Show, Attend and Tell: Neural Image Caption Generation with Visual Attention
Given an image, the proposed CNN-LSTM network generates image captions. To capture multiple objects inside an image, features are extracted from the lower convolutional layers unlike previous work which use the final fully connected layer. Thus a single image is represented by multiple features a_t at different locations s_t.
The LSTM is trained in a sequence to sequence manner, where a feature a_t, at time t, from location s_t is sampled and fed to LSTM to generates a word. This process is repeated K times to generate K-words image caption.
In this article, I will focus on the Stochastic “Hard” Attention because the soft variant is trivial. I focus on the mathematical formulation of the paper because it is interesting. Thus, the results and computer vision contributions are omitted. In “hard” attention, the location s_t, with feature a_t, is sampled from a multi-nomial distribution defined by parameter alpha. The parameter alpha is learned using a function of the LSTM hidden state h and the image features a — f_att(a,h).

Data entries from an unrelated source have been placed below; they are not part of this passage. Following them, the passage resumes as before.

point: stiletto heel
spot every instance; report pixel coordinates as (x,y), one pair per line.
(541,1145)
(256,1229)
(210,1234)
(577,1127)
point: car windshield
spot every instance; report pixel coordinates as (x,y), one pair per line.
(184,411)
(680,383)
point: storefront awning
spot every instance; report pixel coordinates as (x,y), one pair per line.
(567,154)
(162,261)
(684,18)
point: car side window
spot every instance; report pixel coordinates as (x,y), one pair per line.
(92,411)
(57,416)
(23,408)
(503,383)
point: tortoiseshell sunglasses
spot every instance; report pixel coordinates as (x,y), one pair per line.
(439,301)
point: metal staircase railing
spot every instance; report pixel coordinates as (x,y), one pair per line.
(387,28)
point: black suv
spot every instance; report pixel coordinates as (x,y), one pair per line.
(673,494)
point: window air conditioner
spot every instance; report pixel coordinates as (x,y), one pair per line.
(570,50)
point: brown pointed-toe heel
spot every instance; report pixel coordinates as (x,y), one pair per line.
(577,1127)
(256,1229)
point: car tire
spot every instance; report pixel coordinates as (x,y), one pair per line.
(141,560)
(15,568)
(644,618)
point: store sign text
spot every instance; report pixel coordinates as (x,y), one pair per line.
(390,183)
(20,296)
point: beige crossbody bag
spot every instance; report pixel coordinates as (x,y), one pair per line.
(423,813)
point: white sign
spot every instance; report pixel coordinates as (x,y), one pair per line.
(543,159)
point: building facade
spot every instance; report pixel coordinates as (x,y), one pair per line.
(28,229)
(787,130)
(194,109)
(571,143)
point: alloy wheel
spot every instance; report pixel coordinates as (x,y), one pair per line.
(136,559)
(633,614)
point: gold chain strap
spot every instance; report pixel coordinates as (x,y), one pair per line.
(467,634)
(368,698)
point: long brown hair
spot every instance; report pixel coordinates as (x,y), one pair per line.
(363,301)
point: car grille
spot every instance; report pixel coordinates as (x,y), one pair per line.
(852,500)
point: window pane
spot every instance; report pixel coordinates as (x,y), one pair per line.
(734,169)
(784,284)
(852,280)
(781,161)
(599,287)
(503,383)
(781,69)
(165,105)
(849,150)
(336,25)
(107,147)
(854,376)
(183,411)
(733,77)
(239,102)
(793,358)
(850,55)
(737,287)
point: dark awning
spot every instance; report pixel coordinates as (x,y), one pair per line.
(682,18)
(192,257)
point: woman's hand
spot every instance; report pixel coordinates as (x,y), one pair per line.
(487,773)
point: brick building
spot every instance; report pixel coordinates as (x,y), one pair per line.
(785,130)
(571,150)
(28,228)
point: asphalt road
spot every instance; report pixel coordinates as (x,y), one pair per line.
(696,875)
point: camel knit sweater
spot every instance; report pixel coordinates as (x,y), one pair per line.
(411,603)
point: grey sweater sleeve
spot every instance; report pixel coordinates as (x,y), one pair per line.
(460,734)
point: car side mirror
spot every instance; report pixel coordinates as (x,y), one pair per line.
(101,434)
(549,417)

This nice idea is intuitive because at each time step, the LSTM is fed a feature from different image location to generate the corresponding word as shown below
Sampling from a multi-nomial is a trivial process. For example, in the figure below, at time t, location S_1 is more probable than S_3 and S2 and so on.
To imagine how sampling is done at time t, think of image features (a_t) as scattered dot throughout the whole image — blue dots. Given alpha, at time t, some features are more probable to be sampled and fed to the LSTM. For example the red features are more probable than the blue ones in the figure below
Yet, sampling within a neural network prevent end-to-end training. Basically the sampling node is random undifferentiable node, so back propagation is infeasible. Reparameterization trick is a typical workaround. Basically, a differentiable surrogate function for sampling is learned. The figure below explains this idea. Instead of random node z, we learn a differentiable function z.
In this paper, the new learnable function is L_s. It is a function of the features a and their locations s , f(s,a), that maximize the probability of the image caption y.
The gradient of this function relative to parameters W in shown the the next figure. Monte Carlo simulation is used to estimate this gradient by substituting with a sampled s_t.
A moving average baseline is used to avoid noisy (jumpy) gradient at each batch.
The soft attention variants is basically a weighted summation of all features a, using alpha as weights. That is why a good understanding for the hard variant will make the soft variant trivial.